Catatan ~Husain Sanusi

Suara Kedamaian dan Persatuan Indonesia dari Gontor di Tengah Tensi Tinggi Politik

Suara Kedamaian dan Persatuan Indonesia dari Gontor di Tengah Tensi Tinggi Politik Tajammu dan jalan Sehat 100 Tahun Pondok Modern Gontor - foto oleh: IG @pondok.modern.gontor

FORBIS.ID– RASANYA bukan hal mudah mengkonsolidasi sebuah kekuatan besar dalam satu tempat di jantung ibukota Indonesia tanpa embel-embel identitas politik di tengah situasi konstelasi politik Indonesia yang sedang bertensi tinggi.

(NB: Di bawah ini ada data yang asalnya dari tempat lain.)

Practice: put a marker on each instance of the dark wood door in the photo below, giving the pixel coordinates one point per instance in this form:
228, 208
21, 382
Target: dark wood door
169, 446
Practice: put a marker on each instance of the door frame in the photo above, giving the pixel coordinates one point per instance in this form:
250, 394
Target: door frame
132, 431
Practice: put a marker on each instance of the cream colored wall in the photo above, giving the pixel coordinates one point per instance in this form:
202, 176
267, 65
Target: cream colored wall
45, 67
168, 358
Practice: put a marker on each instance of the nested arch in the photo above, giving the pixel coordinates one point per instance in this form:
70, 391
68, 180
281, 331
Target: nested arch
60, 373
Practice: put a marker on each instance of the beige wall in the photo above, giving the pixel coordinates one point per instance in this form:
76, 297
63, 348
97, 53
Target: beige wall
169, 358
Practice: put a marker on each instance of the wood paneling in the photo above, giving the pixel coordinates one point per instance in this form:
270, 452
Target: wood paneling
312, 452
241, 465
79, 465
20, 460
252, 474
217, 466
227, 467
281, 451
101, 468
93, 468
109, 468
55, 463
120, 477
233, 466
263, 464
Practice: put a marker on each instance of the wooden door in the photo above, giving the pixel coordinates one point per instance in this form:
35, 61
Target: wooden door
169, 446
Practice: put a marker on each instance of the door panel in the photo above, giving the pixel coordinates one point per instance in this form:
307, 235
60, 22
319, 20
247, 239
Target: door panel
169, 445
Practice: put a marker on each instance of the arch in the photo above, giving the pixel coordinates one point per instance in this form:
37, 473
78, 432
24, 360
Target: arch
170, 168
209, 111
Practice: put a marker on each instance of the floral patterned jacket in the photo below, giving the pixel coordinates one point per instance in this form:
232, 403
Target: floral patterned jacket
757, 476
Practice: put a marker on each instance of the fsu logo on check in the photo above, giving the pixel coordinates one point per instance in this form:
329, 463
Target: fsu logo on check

Namun Keluarga Besar Pondok Modern Darussalam Gontor (PMDG) mampu meredam total seluruh identitas politik, kepentingan kelompok, golongan, ormas, partai politik apalagi kepentingan pribadi di hajatan peringatan Milad 100 Tahun Gontor.

Menurut catatan panitia ada kurang lebih 50 ribu orang, sementara media mainstream menulis lebih banyak lagi dengan menyebut 65 ribu orang terlibat dalam Tajammuk dan Jalan Sehat (TJS) 100 Tahun Gontor di Monas, Jakarta, Minggu 22 Oktober 2023 lalu.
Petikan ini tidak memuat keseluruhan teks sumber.